# Halothane - Fluothane



## Alethea (Jul 14, 2010)

It is sad to report that Diesel is doing very badly and having him taken to the vet to be put to sleep is out of the question, since it will cost over $150 and I am still paying for Ruca's bills. *sighs* 

I have been doing a lot of reading about a drug called halothane, otherwise known by its trademarked name as fluothane. This is a local anesthetic drug, that I have read can be used to humanly euthanize rodents, by that I mean a pet rat. I read that this liquid can be poured onto cotton balls/cloth/etc and placed inside of a jar. Making the rattie comfortable, you are supposed to place his head inside until he spots breathing and his heart ceases. They say to make sure, let the head remain steady in the jar for a short time period, just to make sure life has been fully ceased.

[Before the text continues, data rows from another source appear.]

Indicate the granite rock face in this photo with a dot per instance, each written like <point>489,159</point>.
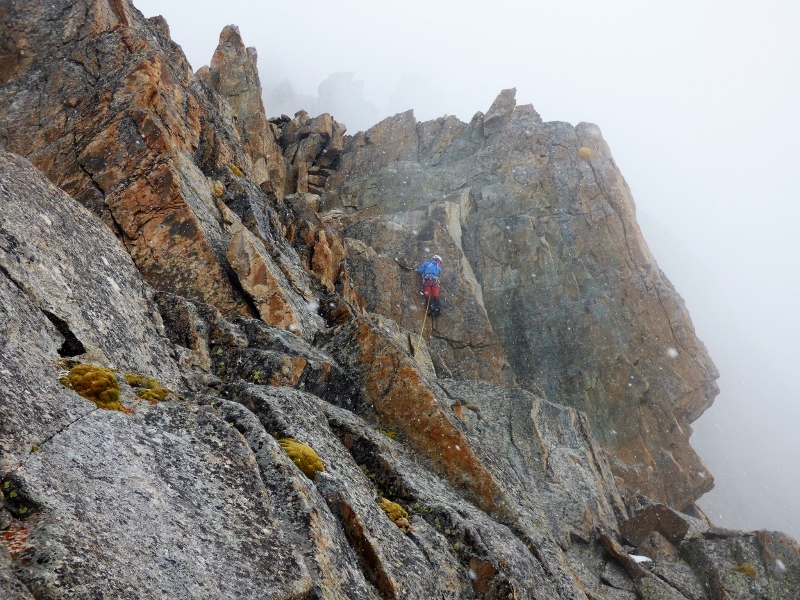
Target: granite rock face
<point>233,74</point>
<point>545,268</point>
<point>165,248</point>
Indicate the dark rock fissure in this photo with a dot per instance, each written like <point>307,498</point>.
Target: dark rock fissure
<point>72,346</point>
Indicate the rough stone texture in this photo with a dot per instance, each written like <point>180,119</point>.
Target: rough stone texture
<point>75,271</point>
<point>69,289</point>
<point>773,556</point>
<point>382,271</point>
<point>194,499</point>
<point>656,517</point>
<point>570,289</point>
<point>107,107</point>
<point>233,74</point>
<point>262,323</point>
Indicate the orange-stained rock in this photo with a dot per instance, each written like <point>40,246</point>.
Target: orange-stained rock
<point>537,227</point>
<point>404,402</point>
<point>262,280</point>
<point>124,127</point>
<point>233,74</point>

Now before people start getting rump-hurt or upset with this topic, one has to realize what is better for a rat, being as peacefully put to sleep as possible or dying a painful and miserable death.

Which leads me to my questions. Has anyone ever done this sort of thing at home? If so please explain what happened and how things went. I want to know if this is something I should seriously considering, using educated responses only. I want to know if this is going to be quick and painless for my baby and what are complications that could arise? 

I will be doing more researching when I get home, I just would like to hear first up from my fellow rat owners. Thanks everyone for your time.


----------



## ema-leigh (Jan 24, 2010)

I have never heard of this method... but I think if it was humane then vets would use it. Right now the vet has to gas the rat and inject it straight into the heart. So I'm sure if something like this was humane and effective... it would be the preferred method. I'm sorry to hear about poor Diesel... what is wrong with him exactly that he needs to be euthanized? 

Where are you located?


----------



## Alethea (Jul 14, 2010)

Okay, so rather then retyping all the things that this person has posted on another rat site, I will post the bits and pieces that I see as informational. 

"The normal method used for dogs and cats is by giving an injection of a euthanasia drug directly into a vein, but this cannot be done on a rat or mouse due to its size. Finding a vein large enough to inject into is not an option, so the injection is given either directly into the heart or into the peritoneal cavity (belly). Both of these injections are extremely painful, thereby making them inhumane. Yes, it is true that, in most cases, the pet will just go to sleep and dies within a matter of minutes, but why would you want your pet to have to go through that painful injection in its last moments when it is not necessary? (I have also heard of cases where a second injection was necessary!) It is enough that your pet has to go through the trauma of being taken from its comfortable home to the vet’s office in its final moments, so you should make certain that the rest is painless."

"Making euthanasia pain free is as simple as insisting that your pet be anesthetized using an inhalant anesthesia prior to being given any fatal injections. A fatal injection may not even be necessary if the rat or mouse is given an overdose of the anesthesia. Anesthesia overdose is also a method that can be used at home if you have a source of obtaining Halothane in your state."

"However, I would not even consider euthanizing a pet at home using any other method than anesthesia overdose. It is the only humane method, in my opinion. Let me explain this procedure.

When it is time, I settle down on the bed or the sofa with a nice, plush towel for the rattie to be comfortable on. I pour some Halothane onto a couple of cotton balls that have been placed in a clean and empty small baby food jar. I put the jar in front of the rat’s nose. Halothane is not unpleasant, but the rat usually moves away from the jar at first. After moving it back in front of the rat’s nose, he often sticks his nose into the jar and, in a short amount of time, just falls asleep while I am petting him, talking to him, telling him how much I love him, and making him feel completely comfortable. Slowly, and not afraid, he goes to sleep.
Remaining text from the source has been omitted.